Pourquoi le HC Bienne a-t-il besoin d’un psychologue du sport? Le HC Bienne n’a pas besoin d’un psychologue, le HCB a besoin de force mentale. À l’instar d’un marchand de pneumatiques qui engage un mécanicien pour optimiser le rendement de ses pneus de prix, le HC Bienne, au début de l’ère Kevin Schläpfer, a accordé de l’importance à pouvoir avoir recours à un psychologue sportif dans son team élargi. Si l’on compare avec les Etats-Unis, où presque chaque équipe de collège (en soccer, hockey, basket) travaille avec un psychologue du sport, une telle mesure représente un pas supplémentaire vers une meilleure professionnalisation de l’encadrement d’une équipe pro.
Quels sont les points gagnés par le HC Bienne la saison dernière que l’on peut attribuer au travail mental? Ce sont les joueurs qui gagnent les points! En ce qui me concerne, je fournis une prestation et je fais tout mon possible dans mon travail, comme d’ailleurs on l’attend de chacun dans le HCB et dans le système qui environne l’équipe.

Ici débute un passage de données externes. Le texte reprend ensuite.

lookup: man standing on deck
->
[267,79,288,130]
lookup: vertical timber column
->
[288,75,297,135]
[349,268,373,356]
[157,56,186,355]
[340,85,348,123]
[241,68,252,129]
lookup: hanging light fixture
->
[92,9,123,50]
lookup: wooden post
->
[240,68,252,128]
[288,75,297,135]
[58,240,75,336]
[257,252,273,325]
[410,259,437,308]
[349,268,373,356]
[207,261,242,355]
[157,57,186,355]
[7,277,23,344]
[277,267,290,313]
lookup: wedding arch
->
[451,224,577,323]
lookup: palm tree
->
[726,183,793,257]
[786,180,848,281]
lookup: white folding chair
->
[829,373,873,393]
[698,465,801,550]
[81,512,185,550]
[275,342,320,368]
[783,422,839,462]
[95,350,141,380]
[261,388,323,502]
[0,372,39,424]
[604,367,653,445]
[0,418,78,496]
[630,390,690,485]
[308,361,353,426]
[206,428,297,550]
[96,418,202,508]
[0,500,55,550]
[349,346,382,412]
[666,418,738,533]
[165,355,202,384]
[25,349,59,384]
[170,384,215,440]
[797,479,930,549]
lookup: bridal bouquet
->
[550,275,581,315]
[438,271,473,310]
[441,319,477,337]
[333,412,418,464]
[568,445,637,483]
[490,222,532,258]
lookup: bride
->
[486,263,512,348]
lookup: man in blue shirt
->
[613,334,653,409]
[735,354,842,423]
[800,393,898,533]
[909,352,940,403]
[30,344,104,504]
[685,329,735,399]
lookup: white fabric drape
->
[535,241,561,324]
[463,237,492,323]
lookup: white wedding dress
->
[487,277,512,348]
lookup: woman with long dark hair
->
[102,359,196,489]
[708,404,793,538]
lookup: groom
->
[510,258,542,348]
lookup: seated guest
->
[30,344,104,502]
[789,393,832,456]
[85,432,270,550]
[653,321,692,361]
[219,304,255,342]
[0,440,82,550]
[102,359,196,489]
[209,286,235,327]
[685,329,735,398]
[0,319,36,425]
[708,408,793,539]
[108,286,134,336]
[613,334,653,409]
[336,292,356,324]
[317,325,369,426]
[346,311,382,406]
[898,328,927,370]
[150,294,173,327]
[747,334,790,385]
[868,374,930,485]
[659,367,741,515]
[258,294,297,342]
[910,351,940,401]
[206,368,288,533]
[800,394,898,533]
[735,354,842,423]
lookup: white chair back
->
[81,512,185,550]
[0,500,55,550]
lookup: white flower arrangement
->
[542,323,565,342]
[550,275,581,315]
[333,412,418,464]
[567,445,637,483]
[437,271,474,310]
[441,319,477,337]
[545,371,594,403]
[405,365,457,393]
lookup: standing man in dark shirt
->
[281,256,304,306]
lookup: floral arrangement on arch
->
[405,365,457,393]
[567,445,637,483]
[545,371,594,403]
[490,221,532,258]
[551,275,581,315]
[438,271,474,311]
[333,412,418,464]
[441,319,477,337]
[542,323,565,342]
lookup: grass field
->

Comment se fait-il que l’on n’entende peu parler de toi et que l’on ne te voie que rarement à Bienne (à la bande)? C’est un bon signe si les gens de Bienne et de la région ne réalisent pas davantage que j’existe et ne me connaissent pas. L’an dernier, j’ai assisté à 17 rencontres de la saison, mais je ne suis pas directement impliqué dans toutes les démarches qui précèdent, accompagnent ou suivent les matches.
Les joueurs se trouvent actuellement dans une phase importante de préparation. Que fais-tu concrètement durant cet entraînement d’été? En collaboration avec les coaches, je planifie la saison à venir, et nous fixons ensemble les grandes lignes concernant le domaine mental. Récemment, j’ai rencontré le conseil des joueurs (6 joueurs qui portent une part accrue de responsabilité); dans ce cadre, il s’agit de collecter et de mettre en œuvre quelques idées venant des joueurs et susceptibles d’accroître la force de toute l’équipe. Moi aussi je suis en pleine préparation du camp d’entraînement qui aura lieu au début de septembre et nous permettra de poser des bases importantes pour le travail mental.
Dans un sport collectif, quels sont les facteurs les plus importants, du point de vue mental, qui concourent au succès d’une équipe? Savoir penser en termes de performance en toute situation, disposer d’une culture saine et ouverte de maîtrise des conflits et d’une bonne confiance en soi, former une équipe dont les membres sont disposés à se mettre en question et à engager leurs atouts pour le bien du collectif.
Qu’est ce qui amène un sportif à venir chez toi à la consultation individuelle? Un joueur vient me trouver s’il veut faire un travail personnel sur lui-même. Il veut réfléchir sur lui-même et a la conviction que la collaboration avec un psychologue du sport est un moyen judicieux pour lui de progresser dans sa maturité personnelle et sa force mentale.
Pourquoi, à ton avis, un nombre croissant de clubs devraient à l’avenir engager un psychologue du sport? Je suis persuadé qu’un psychologue du sport disposant d’une solide formation scientifique de base peut aider chaque organisation sportive désireuse de se développer. Dans un club professionnel, il faut, pour le domaine de la forme physique, un entraîneur de la condition, des physiothérapeutes et des masseurs pour la capacité de livrer les performances, et il en va de même pour ce qui est du mental. Les collaborations d’une certaine durée ont prouvé que dans le domaine mental précisément les progrès sont possibles si l’on travaille systématiquement et en suivant un plan précis.